Liputan6.com, Jakarta - PT PLN (Persero) mengungkapkan kesulitan terbesar merencanakan Pembangkit Listrik Tenaga Nuklir (PLTN), di antaranya adalah ketidakjelasan biaya modal, limbah radio aktif (radioactive waste management) dan decommisioning serta biaya terkait nuclear liability.
"Untuk biaya kapital misalnya, sebuah studi bersama antara PLN dan sebuah perusahaan listrik dari luar negeri pada 2006 mengindikasikan biaya investasi PLTN sebesar US$ 1.700 per kilo Watt (kW) (EPC saja) atau US$ 2.300 per kW (setelah memperhitungkan biaya bunga pinjaman selama konstruksi)," seperti dikutip dari Rencana Usaha Penyediaan Listrik (RUPTL) 2015-2024, Kamis (19/2/2015).
Advertisement
Angka tersebut kini dipandang terlalu rendah, karena menurut berbagai laporan yang lebih baru, biaya pembangunan PLTN pada beberapa negara telah mencapai angka jauh lebih tinggi.
Dalam feasibility study PLTN yang dilaksanakan oleh PLN dengan dibantu konsultan luar negeri pada 2014, diperoleh biaya investasi PLTN sekitar US$ 6.000 per kW.
Semakin mahal harga energi fosil dan dengan semakin nyata ancaman perubahan iklim global sebagai akibat dari emisi karbon dioksida dari pembakaran batubara atau energi fosil lainnya membuat PLTN menjadi sebuah opsi sumber energi yang sangat menarik untuk ikut berperan dalam memenuhi kebutuhan listrik di masa depan.

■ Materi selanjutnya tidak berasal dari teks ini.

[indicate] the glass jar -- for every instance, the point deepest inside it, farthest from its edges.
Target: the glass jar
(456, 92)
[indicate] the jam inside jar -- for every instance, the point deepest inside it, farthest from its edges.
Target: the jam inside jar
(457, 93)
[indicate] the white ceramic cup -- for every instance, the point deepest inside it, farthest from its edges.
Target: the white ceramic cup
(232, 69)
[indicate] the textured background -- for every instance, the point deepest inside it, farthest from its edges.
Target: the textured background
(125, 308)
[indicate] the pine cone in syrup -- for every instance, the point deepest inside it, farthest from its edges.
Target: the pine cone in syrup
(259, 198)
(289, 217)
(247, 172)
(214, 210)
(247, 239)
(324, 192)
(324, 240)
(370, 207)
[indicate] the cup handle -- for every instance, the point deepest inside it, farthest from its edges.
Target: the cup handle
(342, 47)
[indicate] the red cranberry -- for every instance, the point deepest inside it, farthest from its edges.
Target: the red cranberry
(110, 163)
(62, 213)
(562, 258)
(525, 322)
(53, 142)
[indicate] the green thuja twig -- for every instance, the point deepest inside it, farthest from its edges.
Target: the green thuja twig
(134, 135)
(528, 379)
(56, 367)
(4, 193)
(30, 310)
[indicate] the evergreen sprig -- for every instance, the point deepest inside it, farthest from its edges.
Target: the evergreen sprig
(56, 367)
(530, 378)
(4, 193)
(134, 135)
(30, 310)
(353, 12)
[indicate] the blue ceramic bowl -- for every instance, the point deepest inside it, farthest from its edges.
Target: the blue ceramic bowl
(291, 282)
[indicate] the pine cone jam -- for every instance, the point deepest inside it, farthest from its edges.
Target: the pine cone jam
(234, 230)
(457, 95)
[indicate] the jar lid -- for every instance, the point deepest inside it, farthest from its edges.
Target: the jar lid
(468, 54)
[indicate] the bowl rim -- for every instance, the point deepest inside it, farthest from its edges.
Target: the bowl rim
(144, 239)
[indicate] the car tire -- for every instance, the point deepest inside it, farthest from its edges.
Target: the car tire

Apalagi bila biaya proyek, biaya pengelolaan waste dan biaya decommisioning telah menjadi semakin jelas. Namun perlu disadari, pengambilan keputusan untuk membangun PLTN tidak semata-mata didasarkan pada pertimbangan keekonomian dan profitability, namun juga pertimbangan lain seperti aspek politik.